The smooth factor is the only parameter of PNN selection that is necessary for the exact work of a neural network of this type. Therefore, in Figure 3, the dependence of the PNN accuracy values on the change in this parameter is shown (in the range from 0.01 to 0.3 with a step of 0.01). As shown in Figure 3, the highest accuracy value of the PNN is obtained at a smooth factor of 0.03. A further increase in the value of this indicator does not change the accuracy of the PNN. Therefore, a value of 0.03 was used during the pre-processing of a given data set in order to obtain a set of probabilities belonging to one of the two classes of the original attribute of the task.
All the SVMs (SVM with different kernels) of the stacking ensemble worked on the following parameters: cost = 1, regression loss epsilon = 0.1, numerical tolerance = 0.001, and the number of iterations = 10,000. Only the core of the method changed. It should be noted that when comparing the work of the developed ensemble with single-based SVMs, the same parameters of their work were used.

4. Results

The modeling of the stacking ensemble was based on an extended data set. It is formed by adding to the initial data set the probabilities of belonging to each of the two classes of the task (whether the entrant entered or not) due to the outputs of the summation layer PNN. Thus, the new data set contained not 7, but 9 input attributes. This is the first stage of the developed method. The grid-search method was used to select the optimal operating parameters of each ML method (details are presented in Appendix A).
A stacking ensemble of four SVMs with different kernels was used in the second stage. To objectively assess the behavior of the developed ensemble on the independent data, we used ten-fold cross-validation. This procedure provides more reliable results and allows us to conclude a specific generalization of the studied model.
The results of the ensemble based on Equations (1)–(4) are summarized in Table 2.
In addition to the numerical results of the accuracy of the developed method, Figure 4 shows the quality of classification in visual form; this is in the form of ROC curves for two classes (get admission or not).
An error curve, the so-called ROC curve, was used to visualize the research results (Figure 4). The ROC curve plots the true positive rate (sensitivity) against the false positive rate (specificity) for each individual class. Accordingly, the studied classifier, whose ROC curve is located above and to the left of the graph, demonstrates greater accuracy.

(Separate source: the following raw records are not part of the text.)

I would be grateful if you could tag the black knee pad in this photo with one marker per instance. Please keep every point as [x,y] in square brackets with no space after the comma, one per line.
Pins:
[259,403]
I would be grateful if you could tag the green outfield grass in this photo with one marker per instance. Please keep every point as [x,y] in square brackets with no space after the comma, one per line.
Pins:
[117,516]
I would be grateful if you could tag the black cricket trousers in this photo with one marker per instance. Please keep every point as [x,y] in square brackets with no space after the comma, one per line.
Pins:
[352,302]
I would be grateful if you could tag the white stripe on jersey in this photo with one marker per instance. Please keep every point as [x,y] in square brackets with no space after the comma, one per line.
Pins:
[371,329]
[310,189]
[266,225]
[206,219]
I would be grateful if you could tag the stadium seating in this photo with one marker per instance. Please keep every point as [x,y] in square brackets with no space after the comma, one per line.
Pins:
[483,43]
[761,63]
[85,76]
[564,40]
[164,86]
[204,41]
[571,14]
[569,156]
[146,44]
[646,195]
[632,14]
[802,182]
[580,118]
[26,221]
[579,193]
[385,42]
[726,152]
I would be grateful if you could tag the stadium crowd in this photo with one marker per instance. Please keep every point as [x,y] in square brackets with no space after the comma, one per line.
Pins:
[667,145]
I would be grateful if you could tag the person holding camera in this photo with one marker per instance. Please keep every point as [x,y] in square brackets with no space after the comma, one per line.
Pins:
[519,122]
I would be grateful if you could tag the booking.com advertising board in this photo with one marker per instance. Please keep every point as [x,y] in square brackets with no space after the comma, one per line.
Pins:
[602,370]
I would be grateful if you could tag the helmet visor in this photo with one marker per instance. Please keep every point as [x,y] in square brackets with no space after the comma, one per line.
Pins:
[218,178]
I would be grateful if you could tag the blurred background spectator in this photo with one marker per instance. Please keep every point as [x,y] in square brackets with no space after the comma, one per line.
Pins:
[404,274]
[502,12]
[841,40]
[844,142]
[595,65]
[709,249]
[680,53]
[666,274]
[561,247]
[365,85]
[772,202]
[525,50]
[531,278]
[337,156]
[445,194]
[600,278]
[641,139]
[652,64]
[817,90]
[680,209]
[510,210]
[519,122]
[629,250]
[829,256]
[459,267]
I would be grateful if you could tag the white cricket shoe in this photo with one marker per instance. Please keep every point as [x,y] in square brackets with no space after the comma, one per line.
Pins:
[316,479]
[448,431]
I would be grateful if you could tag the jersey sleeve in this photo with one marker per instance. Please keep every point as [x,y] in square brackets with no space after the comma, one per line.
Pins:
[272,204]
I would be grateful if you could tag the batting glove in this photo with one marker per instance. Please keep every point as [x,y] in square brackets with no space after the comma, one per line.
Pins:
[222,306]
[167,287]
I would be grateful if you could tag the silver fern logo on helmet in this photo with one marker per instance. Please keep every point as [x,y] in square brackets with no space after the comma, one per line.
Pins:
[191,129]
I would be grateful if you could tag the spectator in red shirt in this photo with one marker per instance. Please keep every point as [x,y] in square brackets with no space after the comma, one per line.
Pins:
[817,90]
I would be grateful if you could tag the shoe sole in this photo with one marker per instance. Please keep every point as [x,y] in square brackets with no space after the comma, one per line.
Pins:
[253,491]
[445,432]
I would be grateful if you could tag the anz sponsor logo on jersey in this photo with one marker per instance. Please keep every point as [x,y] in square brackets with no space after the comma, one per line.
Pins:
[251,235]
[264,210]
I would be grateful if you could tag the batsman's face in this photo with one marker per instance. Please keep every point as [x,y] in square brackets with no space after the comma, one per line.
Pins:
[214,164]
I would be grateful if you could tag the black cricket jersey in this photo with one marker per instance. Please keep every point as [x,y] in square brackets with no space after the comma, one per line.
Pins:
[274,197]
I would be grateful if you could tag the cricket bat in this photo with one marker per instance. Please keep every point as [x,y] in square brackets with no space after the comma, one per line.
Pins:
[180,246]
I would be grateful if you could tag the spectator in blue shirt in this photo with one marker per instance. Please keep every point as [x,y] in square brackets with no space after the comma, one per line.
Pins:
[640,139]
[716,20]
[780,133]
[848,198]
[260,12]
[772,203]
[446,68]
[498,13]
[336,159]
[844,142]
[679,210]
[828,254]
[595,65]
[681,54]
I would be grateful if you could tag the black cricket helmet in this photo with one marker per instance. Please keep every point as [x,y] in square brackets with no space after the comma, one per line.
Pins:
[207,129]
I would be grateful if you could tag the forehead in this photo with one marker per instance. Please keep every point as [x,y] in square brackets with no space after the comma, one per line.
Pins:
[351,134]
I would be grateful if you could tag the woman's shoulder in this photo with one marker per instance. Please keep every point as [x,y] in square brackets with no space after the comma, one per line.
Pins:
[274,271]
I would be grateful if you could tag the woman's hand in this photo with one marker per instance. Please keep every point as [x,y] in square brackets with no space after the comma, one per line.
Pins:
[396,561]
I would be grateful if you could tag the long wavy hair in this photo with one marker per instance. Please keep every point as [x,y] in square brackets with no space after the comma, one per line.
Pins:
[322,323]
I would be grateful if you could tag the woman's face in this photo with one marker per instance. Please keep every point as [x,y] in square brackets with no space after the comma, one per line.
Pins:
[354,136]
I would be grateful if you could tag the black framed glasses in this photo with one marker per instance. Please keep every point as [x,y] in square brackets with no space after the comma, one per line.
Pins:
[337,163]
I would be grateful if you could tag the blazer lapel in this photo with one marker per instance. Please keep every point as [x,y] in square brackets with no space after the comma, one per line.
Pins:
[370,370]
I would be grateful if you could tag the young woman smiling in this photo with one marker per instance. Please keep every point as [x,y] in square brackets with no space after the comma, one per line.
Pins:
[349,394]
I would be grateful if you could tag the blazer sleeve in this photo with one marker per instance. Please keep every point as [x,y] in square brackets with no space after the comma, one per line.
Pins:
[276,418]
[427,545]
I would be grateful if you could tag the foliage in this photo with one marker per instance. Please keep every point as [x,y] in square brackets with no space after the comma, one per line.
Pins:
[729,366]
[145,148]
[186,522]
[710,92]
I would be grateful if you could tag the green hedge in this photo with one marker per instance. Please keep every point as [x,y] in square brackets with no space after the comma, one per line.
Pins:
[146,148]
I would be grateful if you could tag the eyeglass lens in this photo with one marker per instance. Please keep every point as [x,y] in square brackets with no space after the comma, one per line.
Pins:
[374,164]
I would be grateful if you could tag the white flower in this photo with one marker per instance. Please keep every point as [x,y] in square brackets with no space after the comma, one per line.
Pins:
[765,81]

5. Comparisons and Discussion

The comparison of the model efficiency in this work was carried out in three stages. In the first stage, there was a comparison with the existing ML methods, which are most widely used in the existing literature. The second experiment compared the developed ensemble with a single-based model that formed it. Finally, the third experiment demonstrated the comparison results with a similar stacking model and other types of ensembles (boosting, begging).

5.1. Comparison with Existing Machine Learning Algorithms

The aim of this experiment was to compare the designed two-stage PNN–SVM ensemble model with the neural network and classical ML algorithms:
  • classical PNN;
  • Neural Network;
  • SVM with RBF kernel;
  • LR;
  • Stochastic gradient descent (SGD);
  • Decision Tree;
  • Naïve Bayes;
  • kNN.
Existing methods were simulated using the “Orange” software package [27]. “Orange” is a tool for data visualization, ML, and open-source data analysis. It is equipped with a visual programming interface for fast and high-quality data analysis and interactive data visualization. Software “Orange” includes a wide array of tools that are suitable for demonstrating such an investigation.
It should be noted that all of these methods used the original data set (without extension using PNN). The results of the experiment are summarized in Table 3.

5.2. Comparison with All Single-Based Ensemble Members

The purpose of this phase was to compare the designed two-stage PNN–SVM ensemble model with its single-based members: PNN [28], which is the basis of the first stage of the developed method; and SVM with RBF, sigmoid, polynomial and linear kernels separately, which used the extended dataset. In Table 4, the results of such a comparison are summarized.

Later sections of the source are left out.